In patient 2, who presented with smoldering ATLL charpacterized by atypical CCR8⁺ CD4⁺ CD8⁻ CD25⁺ PD-1⁻ cells, 2 predominant TRG clones with identical proviral integration sites in chromosome 2 were detected in the peripheral blood. Similarly, infection of an immature T cell in patient 3 resulted in expansion of a malignant clone that produced 2 subclones with identical proviral integration sites but unique TCR gene rearrangements. The primary subclone in the peripheral blood (TRG Vg2; TRB Vb5-1, Jb2-3) expressed Tax and HBZ and carried an IKZF2 N93S mutation. The secondary clone (TRG Vg3 Jg1/2; TRB Vb19, Jb2-1) carried IRF4 K59R and PRKCB D427N mutations and expressed HBZ but not Tax.
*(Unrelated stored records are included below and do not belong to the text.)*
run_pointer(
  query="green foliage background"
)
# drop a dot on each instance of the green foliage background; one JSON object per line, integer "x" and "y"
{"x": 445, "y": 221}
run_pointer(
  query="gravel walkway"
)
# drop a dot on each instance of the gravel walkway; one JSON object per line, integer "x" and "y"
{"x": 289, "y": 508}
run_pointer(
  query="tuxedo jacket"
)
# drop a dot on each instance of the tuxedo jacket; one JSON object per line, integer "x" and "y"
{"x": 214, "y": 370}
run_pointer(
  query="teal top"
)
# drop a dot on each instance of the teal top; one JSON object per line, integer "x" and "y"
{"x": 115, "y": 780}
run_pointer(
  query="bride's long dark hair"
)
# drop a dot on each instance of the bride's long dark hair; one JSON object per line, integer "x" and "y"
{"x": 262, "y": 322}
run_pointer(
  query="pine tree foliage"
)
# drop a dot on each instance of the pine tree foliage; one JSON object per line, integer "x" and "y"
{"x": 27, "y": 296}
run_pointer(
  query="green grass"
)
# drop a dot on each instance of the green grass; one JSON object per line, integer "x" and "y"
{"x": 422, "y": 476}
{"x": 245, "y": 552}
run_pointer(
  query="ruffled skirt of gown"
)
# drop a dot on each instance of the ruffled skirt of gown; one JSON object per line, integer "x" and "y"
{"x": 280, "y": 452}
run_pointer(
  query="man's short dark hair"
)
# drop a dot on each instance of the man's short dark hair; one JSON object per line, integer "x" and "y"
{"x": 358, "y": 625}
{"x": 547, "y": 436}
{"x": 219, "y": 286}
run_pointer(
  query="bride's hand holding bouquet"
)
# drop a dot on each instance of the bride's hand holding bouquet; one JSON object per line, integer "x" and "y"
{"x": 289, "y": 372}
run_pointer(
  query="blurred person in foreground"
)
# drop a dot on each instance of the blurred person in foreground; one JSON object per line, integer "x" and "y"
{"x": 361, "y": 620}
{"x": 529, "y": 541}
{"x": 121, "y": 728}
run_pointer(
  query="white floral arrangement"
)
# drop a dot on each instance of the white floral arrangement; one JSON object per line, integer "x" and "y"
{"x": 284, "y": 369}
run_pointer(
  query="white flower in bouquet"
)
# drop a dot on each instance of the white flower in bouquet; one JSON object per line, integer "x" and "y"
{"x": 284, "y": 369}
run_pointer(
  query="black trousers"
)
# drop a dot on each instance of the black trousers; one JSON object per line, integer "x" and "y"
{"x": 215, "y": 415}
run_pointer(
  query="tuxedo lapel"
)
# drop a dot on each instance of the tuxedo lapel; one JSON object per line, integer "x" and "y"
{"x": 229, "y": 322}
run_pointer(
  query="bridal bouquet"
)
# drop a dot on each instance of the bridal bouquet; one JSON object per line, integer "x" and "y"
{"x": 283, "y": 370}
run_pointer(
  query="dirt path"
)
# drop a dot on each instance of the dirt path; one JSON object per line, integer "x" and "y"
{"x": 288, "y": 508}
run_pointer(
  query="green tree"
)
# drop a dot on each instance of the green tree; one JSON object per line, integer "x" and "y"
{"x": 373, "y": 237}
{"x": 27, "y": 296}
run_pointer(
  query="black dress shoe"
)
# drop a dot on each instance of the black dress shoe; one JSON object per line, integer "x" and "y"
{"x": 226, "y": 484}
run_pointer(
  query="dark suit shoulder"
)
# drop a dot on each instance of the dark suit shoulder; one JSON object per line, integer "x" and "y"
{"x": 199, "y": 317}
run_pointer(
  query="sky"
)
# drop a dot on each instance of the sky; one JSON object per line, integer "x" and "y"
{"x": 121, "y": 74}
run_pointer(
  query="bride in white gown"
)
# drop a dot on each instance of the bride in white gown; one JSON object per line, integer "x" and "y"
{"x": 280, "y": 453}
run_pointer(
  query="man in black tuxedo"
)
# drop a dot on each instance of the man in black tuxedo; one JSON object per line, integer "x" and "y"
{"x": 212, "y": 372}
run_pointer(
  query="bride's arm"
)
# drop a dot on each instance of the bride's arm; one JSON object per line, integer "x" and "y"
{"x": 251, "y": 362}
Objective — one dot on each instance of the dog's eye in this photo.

This is based on the finding that proviral load increased 2.4-fold in this patient, and HBZ RNA increased 2.1-fold, but Tax expression decreased by 20%, and IKZF2 copy number decreased by 23% (Figure 2; data not shown).¹⁰  The fact that the cell that expanded into a malignant clone in all 3 ATLL patients was initially infected as an immature T cell may be relevant in understanding the origin of ATLL cells and their rapid expansion after nivolumab therapy.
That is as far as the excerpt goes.